I don’t know when I first realized that I had both ‘open’ and ‘closed’ modes. I do know that, I was hanging out by Hofgaard, enjoying watching as his leaves — which had been nothing but buds for seemingly ever — grew on a daily basis. Stopping by to visit him was a joy as I could see from day to day as he grew.
But, something was stagnating in our relationship and, obviously, that something was me. At some point, I realized that I seldom thought of him as anything but an object. For me, it turns out that it’s hard to appreciate the ‘what’s more’ to an individual once you’ve started thinking of him as an object.
It bugged me, but I was reminded of a tarot spread I’d done on my relationship with Hofgaard suggesting that a spirit of ‘playful confrontation’ might be appropriate. So, I decided to rise to the challenge and found myself talking to him.

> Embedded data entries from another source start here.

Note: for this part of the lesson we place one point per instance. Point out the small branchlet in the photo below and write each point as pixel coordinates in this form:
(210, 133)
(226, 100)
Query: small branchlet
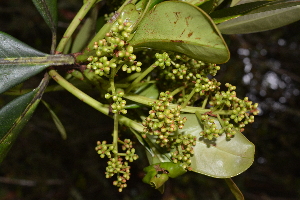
(114, 51)
(116, 165)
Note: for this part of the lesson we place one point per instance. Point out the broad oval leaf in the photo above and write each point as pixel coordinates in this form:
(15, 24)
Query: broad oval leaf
(222, 158)
(15, 115)
(48, 10)
(18, 61)
(181, 27)
(271, 16)
(194, 2)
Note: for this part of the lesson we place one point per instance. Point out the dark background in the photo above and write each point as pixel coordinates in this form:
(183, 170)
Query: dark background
(264, 66)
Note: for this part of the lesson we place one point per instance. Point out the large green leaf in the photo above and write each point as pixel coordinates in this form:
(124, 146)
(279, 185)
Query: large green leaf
(222, 158)
(273, 15)
(19, 61)
(234, 189)
(195, 2)
(184, 28)
(48, 10)
(15, 115)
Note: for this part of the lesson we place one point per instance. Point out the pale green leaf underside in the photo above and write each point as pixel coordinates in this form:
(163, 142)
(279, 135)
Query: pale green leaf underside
(262, 19)
(15, 115)
(225, 158)
(48, 10)
(234, 189)
(18, 61)
(181, 27)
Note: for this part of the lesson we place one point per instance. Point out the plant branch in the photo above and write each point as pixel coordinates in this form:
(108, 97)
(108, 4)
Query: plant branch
(78, 93)
(74, 24)
(189, 109)
(138, 79)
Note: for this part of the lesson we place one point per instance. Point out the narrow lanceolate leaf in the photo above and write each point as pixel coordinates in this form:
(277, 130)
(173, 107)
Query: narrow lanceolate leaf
(222, 158)
(15, 115)
(184, 28)
(273, 15)
(60, 127)
(18, 61)
(48, 10)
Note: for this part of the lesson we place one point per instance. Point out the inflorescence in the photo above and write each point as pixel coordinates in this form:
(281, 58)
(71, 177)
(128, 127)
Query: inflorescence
(116, 165)
(224, 112)
(114, 52)
(163, 123)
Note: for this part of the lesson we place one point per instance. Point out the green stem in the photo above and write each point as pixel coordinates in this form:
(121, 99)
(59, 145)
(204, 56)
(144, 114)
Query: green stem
(53, 44)
(78, 93)
(74, 24)
(177, 90)
(184, 104)
(101, 34)
(116, 133)
(205, 102)
(138, 79)
(189, 109)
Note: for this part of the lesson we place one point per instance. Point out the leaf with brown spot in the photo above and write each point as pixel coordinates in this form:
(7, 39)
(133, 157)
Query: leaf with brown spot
(168, 26)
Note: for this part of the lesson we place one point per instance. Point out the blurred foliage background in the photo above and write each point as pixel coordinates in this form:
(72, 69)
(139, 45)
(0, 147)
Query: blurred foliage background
(264, 66)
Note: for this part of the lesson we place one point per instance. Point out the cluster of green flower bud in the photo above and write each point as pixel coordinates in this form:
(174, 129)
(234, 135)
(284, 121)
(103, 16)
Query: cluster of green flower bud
(130, 151)
(162, 122)
(204, 85)
(237, 114)
(210, 129)
(122, 169)
(104, 149)
(190, 73)
(183, 146)
(115, 165)
(119, 103)
(114, 51)
(162, 60)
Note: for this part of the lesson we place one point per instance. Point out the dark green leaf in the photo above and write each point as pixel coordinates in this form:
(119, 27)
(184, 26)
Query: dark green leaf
(221, 158)
(15, 115)
(48, 9)
(181, 27)
(56, 121)
(273, 15)
(234, 189)
(86, 32)
(19, 61)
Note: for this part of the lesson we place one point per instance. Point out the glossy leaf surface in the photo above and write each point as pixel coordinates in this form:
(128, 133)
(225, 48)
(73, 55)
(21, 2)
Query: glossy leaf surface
(18, 61)
(15, 115)
(184, 28)
(226, 14)
(234, 189)
(48, 10)
(86, 32)
(222, 158)
(273, 15)
(60, 127)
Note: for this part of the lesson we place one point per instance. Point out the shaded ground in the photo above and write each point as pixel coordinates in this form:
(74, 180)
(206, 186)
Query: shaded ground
(264, 66)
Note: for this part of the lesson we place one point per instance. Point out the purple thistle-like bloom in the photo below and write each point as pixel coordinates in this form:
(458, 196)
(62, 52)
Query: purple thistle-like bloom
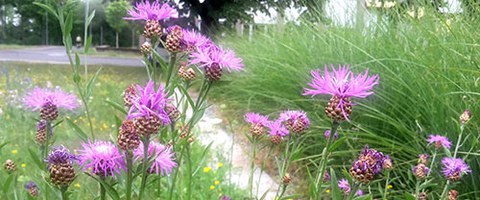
(328, 133)
(439, 141)
(102, 157)
(255, 118)
(296, 120)
(151, 11)
(343, 84)
(150, 102)
(344, 186)
(38, 97)
(454, 168)
(277, 128)
(210, 54)
(163, 162)
(60, 155)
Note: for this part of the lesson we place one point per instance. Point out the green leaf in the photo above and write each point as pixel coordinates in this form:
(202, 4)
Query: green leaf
(47, 8)
(87, 45)
(117, 106)
(83, 136)
(8, 182)
(35, 159)
(91, 82)
(336, 192)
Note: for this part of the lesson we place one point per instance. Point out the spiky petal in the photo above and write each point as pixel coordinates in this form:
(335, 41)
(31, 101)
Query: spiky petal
(102, 157)
(163, 157)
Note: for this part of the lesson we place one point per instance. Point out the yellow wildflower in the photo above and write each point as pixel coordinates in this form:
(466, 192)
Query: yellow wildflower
(207, 169)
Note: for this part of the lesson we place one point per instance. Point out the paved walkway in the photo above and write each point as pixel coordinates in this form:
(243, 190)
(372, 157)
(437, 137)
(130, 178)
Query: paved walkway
(57, 55)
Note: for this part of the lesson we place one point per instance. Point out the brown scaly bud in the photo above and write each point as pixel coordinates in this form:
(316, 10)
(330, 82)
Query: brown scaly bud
(286, 179)
(173, 40)
(62, 174)
(172, 112)
(49, 111)
(465, 116)
(127, 137)
(152, 29)
(10, 166)
(422, 196)
(276, 139)
(146, 48)
(129, 95)
(213, 72)
(147, 125)
(420, 171)
(452, 195)
(334, 111)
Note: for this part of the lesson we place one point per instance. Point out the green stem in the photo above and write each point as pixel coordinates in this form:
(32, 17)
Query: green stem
(323, 167)
(128, 156)
(146, 142)
(102, 191)
(386, 185)
(63, 190)
(171, 65)
(417, 189)
(252, 165)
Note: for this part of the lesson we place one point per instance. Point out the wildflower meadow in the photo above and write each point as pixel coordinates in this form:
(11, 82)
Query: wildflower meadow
(386, 111)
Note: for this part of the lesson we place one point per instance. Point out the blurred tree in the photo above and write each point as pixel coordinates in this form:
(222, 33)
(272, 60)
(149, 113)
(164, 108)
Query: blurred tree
(114, 14)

It didn’t work immediately, but I found that it was impossible — for me — to sincerely wish Hofgaard or, anything ‘blessed be’ without, at least momentarily, opening up to him as a person. So, I resolved to be sincere in every wish I made along those lines. (Not easy, because I only seldom realize that I’m saying things like “have a good one” at the end of my social interactions.)
That, coupled with OBOD’s deep peace of the tree meditation, helped me isolate what it feels like to be ‘open’ to someone, and I try to consciously do this as I run in the woods. (That means that I’m consciously open for five or so minutes at a time before being distracted by my own inner world. Still, I accept it as a start.)
Let’s hope it continues. And, sincerely, blessed be.